In January 2025, the United States issued an unprecedented freeze on U.S. international development and humanitarian assistance. This decision affected all financial support disbursed by the United States Agency for International Development (USAID). Around seven weeks later, the U.S. government announced the cancellation of more than 80 percent of all USAID programs globally and shortly after signaled that the agency would be disbanded.
These moves, as well as similar decisions to reduce aid by other OECD nations, have generated unprecedented global alarm and a devastating human impact, sparking commentary from some that this is an existential moment for the international development and humanitarian sector. At the same time U.S. tariffs are set to devastate developing countries and potentially spark a global recession – if not a great depression – even if levels remain at the current 10 percent rate.
The rapid and disruptive actions of Washington mean that existing gaps in funding for humanitarian, development, and governance-related programming across the globe have grown even larger.

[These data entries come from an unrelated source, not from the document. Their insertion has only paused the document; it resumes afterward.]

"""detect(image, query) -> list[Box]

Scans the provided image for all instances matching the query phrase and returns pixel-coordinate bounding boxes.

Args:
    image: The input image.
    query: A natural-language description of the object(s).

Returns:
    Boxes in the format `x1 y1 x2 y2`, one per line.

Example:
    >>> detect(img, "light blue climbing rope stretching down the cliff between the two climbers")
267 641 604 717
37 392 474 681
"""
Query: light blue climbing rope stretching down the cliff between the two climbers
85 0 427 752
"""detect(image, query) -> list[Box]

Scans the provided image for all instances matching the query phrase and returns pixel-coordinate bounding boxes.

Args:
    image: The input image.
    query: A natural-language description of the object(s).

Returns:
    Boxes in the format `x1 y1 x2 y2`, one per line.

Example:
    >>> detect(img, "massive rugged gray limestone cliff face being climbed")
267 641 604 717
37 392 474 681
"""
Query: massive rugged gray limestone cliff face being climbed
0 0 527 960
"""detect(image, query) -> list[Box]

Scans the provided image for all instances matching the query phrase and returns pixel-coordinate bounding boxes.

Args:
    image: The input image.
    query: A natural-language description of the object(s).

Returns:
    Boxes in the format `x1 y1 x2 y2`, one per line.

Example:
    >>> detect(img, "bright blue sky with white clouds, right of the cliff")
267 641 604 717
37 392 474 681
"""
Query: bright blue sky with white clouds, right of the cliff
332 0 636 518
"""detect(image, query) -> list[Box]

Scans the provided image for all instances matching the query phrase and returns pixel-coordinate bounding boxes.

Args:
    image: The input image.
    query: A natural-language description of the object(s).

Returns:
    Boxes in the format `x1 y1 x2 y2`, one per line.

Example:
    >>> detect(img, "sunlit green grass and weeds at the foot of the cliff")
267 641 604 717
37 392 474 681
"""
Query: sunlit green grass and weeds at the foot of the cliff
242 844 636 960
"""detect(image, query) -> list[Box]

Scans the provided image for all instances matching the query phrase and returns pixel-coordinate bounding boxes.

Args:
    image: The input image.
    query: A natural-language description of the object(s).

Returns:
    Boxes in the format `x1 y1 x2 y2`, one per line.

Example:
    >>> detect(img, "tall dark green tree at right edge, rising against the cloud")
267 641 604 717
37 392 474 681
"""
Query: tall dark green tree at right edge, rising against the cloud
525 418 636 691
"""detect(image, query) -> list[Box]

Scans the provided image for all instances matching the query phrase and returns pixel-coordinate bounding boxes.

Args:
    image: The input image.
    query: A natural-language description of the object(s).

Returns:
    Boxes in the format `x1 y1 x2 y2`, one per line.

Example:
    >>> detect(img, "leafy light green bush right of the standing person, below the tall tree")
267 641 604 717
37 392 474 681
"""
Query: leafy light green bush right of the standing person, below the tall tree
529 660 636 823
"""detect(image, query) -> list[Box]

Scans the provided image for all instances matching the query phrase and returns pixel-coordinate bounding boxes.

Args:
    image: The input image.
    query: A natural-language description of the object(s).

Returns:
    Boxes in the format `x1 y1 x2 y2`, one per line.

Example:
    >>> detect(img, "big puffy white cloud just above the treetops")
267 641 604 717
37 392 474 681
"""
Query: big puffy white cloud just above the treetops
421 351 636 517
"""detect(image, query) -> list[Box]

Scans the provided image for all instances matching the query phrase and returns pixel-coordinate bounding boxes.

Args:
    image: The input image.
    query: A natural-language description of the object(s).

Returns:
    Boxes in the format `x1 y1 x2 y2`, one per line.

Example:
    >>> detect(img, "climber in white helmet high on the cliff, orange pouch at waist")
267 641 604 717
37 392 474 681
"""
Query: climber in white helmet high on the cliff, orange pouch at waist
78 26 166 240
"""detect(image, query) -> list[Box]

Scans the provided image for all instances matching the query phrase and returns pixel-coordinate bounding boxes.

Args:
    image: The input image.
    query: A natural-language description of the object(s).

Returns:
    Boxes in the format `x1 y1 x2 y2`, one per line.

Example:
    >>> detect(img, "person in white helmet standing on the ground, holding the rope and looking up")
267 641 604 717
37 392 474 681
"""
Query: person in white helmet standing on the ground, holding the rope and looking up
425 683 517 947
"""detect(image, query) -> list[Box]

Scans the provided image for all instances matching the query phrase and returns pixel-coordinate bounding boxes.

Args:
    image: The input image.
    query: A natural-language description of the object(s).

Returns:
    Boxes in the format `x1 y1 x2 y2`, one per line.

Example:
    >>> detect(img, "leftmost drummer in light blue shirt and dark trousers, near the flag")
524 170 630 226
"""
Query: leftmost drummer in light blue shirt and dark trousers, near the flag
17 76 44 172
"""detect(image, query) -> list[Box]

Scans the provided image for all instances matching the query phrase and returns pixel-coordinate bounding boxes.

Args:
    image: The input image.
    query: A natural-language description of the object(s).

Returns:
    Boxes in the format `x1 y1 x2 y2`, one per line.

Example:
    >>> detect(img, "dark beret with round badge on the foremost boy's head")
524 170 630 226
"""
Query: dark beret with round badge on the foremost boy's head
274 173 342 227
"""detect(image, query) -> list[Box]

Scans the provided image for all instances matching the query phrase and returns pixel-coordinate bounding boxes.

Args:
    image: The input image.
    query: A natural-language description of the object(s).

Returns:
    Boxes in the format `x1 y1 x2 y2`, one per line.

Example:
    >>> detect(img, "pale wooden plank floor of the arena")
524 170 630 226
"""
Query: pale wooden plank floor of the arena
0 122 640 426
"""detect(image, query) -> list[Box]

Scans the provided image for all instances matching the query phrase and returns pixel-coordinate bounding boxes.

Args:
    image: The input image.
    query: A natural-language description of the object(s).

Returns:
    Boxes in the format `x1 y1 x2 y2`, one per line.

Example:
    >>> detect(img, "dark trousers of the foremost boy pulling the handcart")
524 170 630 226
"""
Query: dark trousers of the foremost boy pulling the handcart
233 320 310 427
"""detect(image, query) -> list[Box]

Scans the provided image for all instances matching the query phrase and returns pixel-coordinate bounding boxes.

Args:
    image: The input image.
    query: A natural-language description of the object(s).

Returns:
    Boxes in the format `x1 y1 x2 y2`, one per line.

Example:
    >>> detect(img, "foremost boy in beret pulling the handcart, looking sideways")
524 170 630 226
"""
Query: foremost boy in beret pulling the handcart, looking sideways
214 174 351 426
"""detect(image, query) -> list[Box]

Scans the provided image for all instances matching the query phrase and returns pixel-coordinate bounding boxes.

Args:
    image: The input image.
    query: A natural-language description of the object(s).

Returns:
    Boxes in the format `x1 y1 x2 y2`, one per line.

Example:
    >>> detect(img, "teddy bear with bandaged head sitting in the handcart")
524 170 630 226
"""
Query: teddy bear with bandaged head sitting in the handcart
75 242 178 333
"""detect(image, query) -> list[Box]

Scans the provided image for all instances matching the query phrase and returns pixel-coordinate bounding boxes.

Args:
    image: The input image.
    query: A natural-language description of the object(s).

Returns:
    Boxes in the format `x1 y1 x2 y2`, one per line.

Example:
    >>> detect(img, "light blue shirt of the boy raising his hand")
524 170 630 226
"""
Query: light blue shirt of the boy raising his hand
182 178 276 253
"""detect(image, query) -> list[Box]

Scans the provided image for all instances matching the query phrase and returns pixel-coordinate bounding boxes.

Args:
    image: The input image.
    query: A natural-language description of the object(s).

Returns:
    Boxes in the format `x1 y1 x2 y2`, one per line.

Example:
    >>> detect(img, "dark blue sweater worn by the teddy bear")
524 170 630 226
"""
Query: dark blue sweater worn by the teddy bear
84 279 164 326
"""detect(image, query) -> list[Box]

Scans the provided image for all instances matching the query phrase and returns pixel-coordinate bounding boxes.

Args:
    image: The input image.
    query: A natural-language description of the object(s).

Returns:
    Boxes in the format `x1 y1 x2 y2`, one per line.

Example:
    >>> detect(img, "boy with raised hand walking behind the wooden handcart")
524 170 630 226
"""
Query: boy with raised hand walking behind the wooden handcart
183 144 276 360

Fundamentally, this will result in an increasingly compounding cycle of unmet humanitarian and development needs.
In addition to direct funding, the United States was also a significant funder to multilateral institutions that conduct work in the Pacific, including the Asian Development Bank, the World Bank and the United Nations Population Fund (UNFPA). The U.S. historically has also been the largest lender to the World Bank’s lending arm, the International Development Association.
Bilateral funding arrangements, identified by research from the Center for Global Development, show significant drawdowns in development and humanitarian assistance, including 100 percent of prior USAID funding cut for Papua New Guinea, Timor-Leste, Vanuatu, Palau, Fiji, and Solomon Islands. This represents a notable drop in development assistance to these countries, especially when humanitarian needs are rising and the impacts of climate change are getting even worse.
During this unprecedented shift, the Australian government and NGOs should look at increasing support to local NGOs and civil society organizations. The Australian government’s promised Civil Society Fund could be positioned as a valuable tool at this time, but certainly more can and should be done.
As the Australian NGO peak body, unsurprisingly, we at the Australian Council for International Development have heard from our members that the impact on NGOs following the U.S. funding freeze and cuts has been extremely challenging. But what has been overlooked in much of the media coverage is the massive impact on local civil society organizations.
Local partners are an essential part of the development process. They are typically deeply embedded within communities, with their relationships often spanning several decades or even centuries. Funding freezes are impacting local NGOs across the region, with organizations at risk of losing local staff and even facing insolvency.
This uncertainty not only challenges the viability of projects and greatly impacts the people it serves, but it is a step backwards for the humanitarian and development sector, which is working towards the goal of being more locally led. This commitment to local partners is also noted as a priority in the Australian government’s commitments to locally led development within the International Development Policy.
A recent survey from the International Council of Voluntary Agencies (ICVA) painted a stark picture for CSOs. The question facing governments like Australia will be whether to take intentional steps to step up its commitment localization efforts given the challenges facing local communities.
The ICVA survey also identified immense impacts at the country level, including Papua New Guinea, where 86,000 people in high-risk disaster areas will lose access to assistance in recovering from earthquakes, tsunamis, volcanic eruptions, flooding, and landslides. That means disaster response initiatives, like the one that followed the tragic landslides in Enga Province last year, would be further weakened.
In Myanmar, the impacts of the funding freeze have also been devastating. Between 2019-2024, the United States provided around 25-40 percent of all humanitarian funding to the country. Over one-third – 37 percent – of the country’s 54 million people are projected to require assistance in 2025. The funding freeze impacted programs that previously received waivers. The most-impacted sector is health, with cuts to malaria, tuberculosis, HIV treatment and prevention, and sexual and reproductive healthcare. This has devasted the lives of millions, particularly those living along the Thai-Myanmar border.
As many Global South thought leaders and movements have highlighted over the recent weeks, this global funding crisis provides an opportunity to reimagine the entire aid ecosystem in ways that truly embrace the commitment to shifting power and locally led development.
As local organizations and the communities they serve shoulder the greatest risks from donor retreat, it is critical that donor governments’ and NGO’s support to local partners evolves in a time of retreat. As donors withdraw from the region, Australia and the NGO sector can play a role in supporting local civil society and ensure that greater core funding is utilized to ensure projects can be implemented. Australia should seek to fill the gap, work with like-minded coalitions and leverage areas of development and humanitarian expertise.